Tara Oceans Polar Circle : cap sur l’Arctique pour une récolte unique de plancton

07/08/2013

Le 19 mai dernier, le bateau Tara a levé l’ancre et quitté Lorient, entamant ainsi une nouvelle expédition : Tara oceans Polar Circle.

Au programme, une circumnavigation de l’océan Arctique d’une durée de 7 mois, en empruntant les passages du Nord-Est et du Nord-Ouest. Objectif de cette expédition, mieux connaître l’écosystème arctique en partant à la découverte des espèces planctoniques méconnues et en tentant de décrypter leurs interactions avec le milieu.

 Parachevant ainsi l’ambition de l’expédition Tara Oceans (2009-2012) qui était de récolter du plancton dans tous les océans du monde, Tara Oceans Polar Circle s’intéressera également à d’autres problématiques propres à cette région sensible aux changements climatiques, au moment même où l’on assiste à une fonte accélérée de la banquise arctique en été.

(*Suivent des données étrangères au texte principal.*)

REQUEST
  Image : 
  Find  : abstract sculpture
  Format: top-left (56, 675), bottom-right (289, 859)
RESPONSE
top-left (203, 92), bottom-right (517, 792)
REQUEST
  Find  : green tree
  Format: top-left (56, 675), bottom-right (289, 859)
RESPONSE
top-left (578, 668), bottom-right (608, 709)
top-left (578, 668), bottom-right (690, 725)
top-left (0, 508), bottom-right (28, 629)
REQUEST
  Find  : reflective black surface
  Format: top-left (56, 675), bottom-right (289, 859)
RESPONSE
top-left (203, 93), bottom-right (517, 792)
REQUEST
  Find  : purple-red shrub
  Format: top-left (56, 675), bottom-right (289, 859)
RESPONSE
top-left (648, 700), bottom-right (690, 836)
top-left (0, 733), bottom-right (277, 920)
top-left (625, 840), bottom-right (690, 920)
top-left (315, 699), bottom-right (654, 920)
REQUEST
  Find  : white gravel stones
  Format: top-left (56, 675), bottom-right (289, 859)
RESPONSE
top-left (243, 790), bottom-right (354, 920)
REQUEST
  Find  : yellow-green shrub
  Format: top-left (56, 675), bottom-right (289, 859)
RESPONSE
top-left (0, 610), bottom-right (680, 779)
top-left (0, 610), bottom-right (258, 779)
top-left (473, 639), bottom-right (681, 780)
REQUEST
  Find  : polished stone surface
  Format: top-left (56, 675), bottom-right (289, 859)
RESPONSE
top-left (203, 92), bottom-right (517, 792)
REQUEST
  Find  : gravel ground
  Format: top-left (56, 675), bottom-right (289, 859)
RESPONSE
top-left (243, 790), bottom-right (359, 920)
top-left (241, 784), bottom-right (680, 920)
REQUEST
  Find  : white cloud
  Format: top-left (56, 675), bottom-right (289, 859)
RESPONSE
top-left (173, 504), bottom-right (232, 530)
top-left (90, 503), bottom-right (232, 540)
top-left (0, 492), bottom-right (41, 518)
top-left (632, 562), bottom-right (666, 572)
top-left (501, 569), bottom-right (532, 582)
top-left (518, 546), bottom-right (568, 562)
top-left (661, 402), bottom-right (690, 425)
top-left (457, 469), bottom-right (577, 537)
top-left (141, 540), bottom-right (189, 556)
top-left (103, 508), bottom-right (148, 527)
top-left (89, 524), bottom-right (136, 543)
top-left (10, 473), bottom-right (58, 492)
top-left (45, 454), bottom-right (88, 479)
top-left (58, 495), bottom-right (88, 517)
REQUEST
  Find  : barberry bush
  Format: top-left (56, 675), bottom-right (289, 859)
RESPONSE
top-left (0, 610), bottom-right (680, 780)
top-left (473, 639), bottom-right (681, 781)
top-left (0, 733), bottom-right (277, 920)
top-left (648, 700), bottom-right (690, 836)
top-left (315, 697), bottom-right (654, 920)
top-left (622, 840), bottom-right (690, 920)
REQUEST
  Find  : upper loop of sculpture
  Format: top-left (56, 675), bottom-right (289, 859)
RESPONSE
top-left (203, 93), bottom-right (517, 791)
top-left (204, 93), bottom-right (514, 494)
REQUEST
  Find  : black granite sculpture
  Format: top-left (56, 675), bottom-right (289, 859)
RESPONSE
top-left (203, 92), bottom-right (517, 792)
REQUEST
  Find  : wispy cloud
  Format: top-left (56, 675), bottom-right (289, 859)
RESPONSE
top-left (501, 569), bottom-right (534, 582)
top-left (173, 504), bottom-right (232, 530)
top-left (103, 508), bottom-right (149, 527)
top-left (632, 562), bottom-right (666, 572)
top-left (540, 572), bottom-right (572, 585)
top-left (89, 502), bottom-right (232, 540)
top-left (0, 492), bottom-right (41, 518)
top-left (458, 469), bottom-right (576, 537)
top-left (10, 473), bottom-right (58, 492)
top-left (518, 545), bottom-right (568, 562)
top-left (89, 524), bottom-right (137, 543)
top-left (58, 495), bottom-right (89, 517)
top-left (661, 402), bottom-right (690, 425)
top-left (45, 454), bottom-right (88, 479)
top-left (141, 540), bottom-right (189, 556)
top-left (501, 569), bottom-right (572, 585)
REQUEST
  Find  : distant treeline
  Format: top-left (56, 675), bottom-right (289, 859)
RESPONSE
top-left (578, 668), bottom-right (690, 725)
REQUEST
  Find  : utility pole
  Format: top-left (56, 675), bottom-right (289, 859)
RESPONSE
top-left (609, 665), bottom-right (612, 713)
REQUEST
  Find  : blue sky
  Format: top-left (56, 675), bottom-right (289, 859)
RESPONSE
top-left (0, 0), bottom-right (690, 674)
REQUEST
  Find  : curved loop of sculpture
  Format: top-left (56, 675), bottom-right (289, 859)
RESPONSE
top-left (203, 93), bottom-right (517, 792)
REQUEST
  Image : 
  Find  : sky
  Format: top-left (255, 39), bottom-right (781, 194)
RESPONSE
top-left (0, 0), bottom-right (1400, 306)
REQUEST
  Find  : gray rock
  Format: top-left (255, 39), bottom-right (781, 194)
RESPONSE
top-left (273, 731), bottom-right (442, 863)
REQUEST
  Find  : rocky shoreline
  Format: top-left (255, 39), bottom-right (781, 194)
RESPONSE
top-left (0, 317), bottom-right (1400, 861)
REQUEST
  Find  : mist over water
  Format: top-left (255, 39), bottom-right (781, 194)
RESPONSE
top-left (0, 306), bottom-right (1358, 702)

« A ce jour, deux bateaux ont réalisé la circumnavigation de cet océan », rappelle Etienne Bourgois, président de Tara Expéditions et directeur général de la marque de vêtements Agrès b, partenaire majeur de cette aventure depuis son lancement aux côtés de la Fondation Prince Albert II de Monaco, du CNRS, du CEA et de l’European Molecular Biology Laboratory (EMBL).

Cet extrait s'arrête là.